SANRA Quality Self-Assessment Protocol

Edison Carrasco-Jiménez

Mar 11, 2026

SANRA Quality Self-Assessment Protocol

DOI

https://dx.doi.org/10.17504/protocols.io.rm7vzeddrvx1/v1

Edison Carrasco-Jiménez¹

¹independent researcher

Edison Carrasco-Jiménez

Independent Researcher

DOI: https://dx.doi.org/10.17504/protocols.io.rm7vzeddrvx1/v1

Protocol Citation: Edison Carrasco-Jiménez 2026. SANRA Quality Self-Assessment Protocol. protocols.io https://dx.doi.org/10.17504/protocols.io.rm7vzeddrvx1/v1

Manuscript citation:

Artificial Intelligence in Nursing Documentation: Efficiency Gains and the Redistribution of Cognitive Work

License: This is an open access protocol distributed under the terms of the Creative Commons Attribution License, which permits unrestricted use, distribution, and reproduction in any medium, provided the original author and source are credited

Protocol status: Working

We use this protocol and it's working

Created: March 04, 2026

Last Modified: March 11, 2026

Protocol Integer ID: 246426

Keywords: research on narrative review quality, narrative review quality, quality of narrative review article, narrative review article, assessment of the manuscript, quality assessment, scale for the quality assessment, peer review, sanra quality self, advance of peer review, asserting quality, revisions during manuscript development, manuscript development, assessment, assessment protocol this document, research integrity, assessment protocol, quality, quality claim, sanra scale, enabling reviewer, review, scoring process, informed revision, finding, editorial decision, traceable record of methodological decision, manuscript, using sanra, purposes in this submission, research, methodological decision

Abstract

This document reports the authors' self-assessment of the manuscript using the SANRA scale — the Scale for the Quality Assessment of Narrative Review Articles (Baethge, Goldbeck-Wood, 26 Mertens, 2019; Research Integrity and Peer Review, 4(1), 5. https://doi.org/10.1186/s41073-019-0064-8). SANRA was developed to provide a brief, standardised instrument for evaluating the quality of narrative review articles across six domains. It is used in editorial decision-making, peer review, and research on narrative review quality. Authors' self-assessment using SANRA serves three purposes in this submission. First, it demonstrates methodological transparency: the scoring process requires the authors to make explicit the evidence basis for each quality claim rather than asserting quality narratively. Second, it identifies specific limitations honestly and in advance of peer review, enabling reviewers to assess how the authors have handled known weaknesses rather than discovering them as unacknowledged gaps. Third, it documents how SANRA findings informed revisions during manuscript development, providing a traceable record of methodological decision-making.

Guidelines

The following sections provide the full evidence base and limitation analysis for each SANRA item.
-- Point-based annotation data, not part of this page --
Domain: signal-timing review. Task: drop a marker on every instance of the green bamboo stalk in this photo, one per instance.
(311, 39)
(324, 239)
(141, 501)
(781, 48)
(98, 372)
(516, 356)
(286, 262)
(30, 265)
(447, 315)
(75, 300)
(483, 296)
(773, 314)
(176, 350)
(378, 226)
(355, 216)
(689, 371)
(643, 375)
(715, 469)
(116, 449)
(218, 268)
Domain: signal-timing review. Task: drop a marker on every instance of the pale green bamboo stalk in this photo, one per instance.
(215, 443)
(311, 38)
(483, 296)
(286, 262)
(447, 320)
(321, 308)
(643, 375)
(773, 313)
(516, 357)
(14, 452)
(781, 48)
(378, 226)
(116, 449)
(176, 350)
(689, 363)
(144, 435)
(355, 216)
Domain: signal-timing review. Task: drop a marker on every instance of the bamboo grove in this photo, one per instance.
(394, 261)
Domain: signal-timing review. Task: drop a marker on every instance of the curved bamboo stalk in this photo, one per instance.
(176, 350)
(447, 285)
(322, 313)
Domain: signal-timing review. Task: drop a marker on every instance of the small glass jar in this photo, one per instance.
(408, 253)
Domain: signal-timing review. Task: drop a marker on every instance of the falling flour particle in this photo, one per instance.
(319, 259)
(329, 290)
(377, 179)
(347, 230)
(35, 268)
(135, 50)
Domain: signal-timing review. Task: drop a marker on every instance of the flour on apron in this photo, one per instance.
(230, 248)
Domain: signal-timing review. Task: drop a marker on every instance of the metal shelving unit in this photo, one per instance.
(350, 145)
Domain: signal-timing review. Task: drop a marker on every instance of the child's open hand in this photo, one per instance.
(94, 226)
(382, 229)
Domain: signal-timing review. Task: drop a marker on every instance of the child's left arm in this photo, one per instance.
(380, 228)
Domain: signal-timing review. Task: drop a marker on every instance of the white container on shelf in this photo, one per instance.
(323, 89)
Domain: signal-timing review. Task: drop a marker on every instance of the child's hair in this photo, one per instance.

For each item, four components are reported: (1) the item definition and scoring anchors as per Baethge et al. (2019); (2) the manuscript evidence supporting the assigned score, with specific section and page references; (3) acknowledged limitations that qualify or constrain the assigned score; and (4) the score rationale explaining why the assigned score was selected over the alternatives.

Troubleshooting

DETAILED ITEM ASSESSMENTS

Item 5: Scientific Reasoning
Definition: Is the review's argument logically structured, conclusions supported by evidence, and evidence-reasoning relationships transparent?
Scoring Anchors: 0 — Reasoning unclear or circular; conclusions not derivable from evidence presented. 1 — Reasoning generally coherent but with notable logical gaps, unsupported claims, or conclusions that exceed evidence. 2 — Reasoning explicit and traceable; conclusions proportionate to evidence; uncertainty acknowledged where appropriate.
Manuscript Evidence The review advances a single central argument — the distinction between temporal efficiency and cognitive transformation — developed sequentially across Theoretical Foundations (CLT framework and automation research), Results (evidence synthesis across five thematic axes), and Discussion (clinical, educational, and policy implications). Each claim is attributed to specific studies with explicit epistemic hedging: quantitative figures from Zhao et al. (2026) are presented with their Ie75% limitation; perceived burden findings are distinguished from validated cognitive load measurement; deskilling evidence is qualified by the absence of longitudinal nursing-specific data. The conceptual contribution (Section 2.3) is positioned as a framework for interpretation rather than an empirical finding, which is appropriate for the review type. No conclusions are presented as established facts without supporting evidence.
Acknowledged Limitations The review's argument rests on a conceptual distinction (temporal efficiency vs. cognitive transformation) that, while theoretically grounded, has not been operationally validated in nursing research. The review proposes this distinction as analytically useful; it does not demonstrate empirically that the two constructs are independent or separable in nursing practice contexts. This represents an appropriate limitation of a theoretical synthesis rather than a flaw in reasoning, but it should be recognised.
Score Rationale Score 2: Argument is logically structured, evidence-reasoning links are explicit, uncertainty is consistently acknowledged, and conclusions are calibrated to evidence strength. The conceptual contribution is appropriately framed as theoretical rather than empirical.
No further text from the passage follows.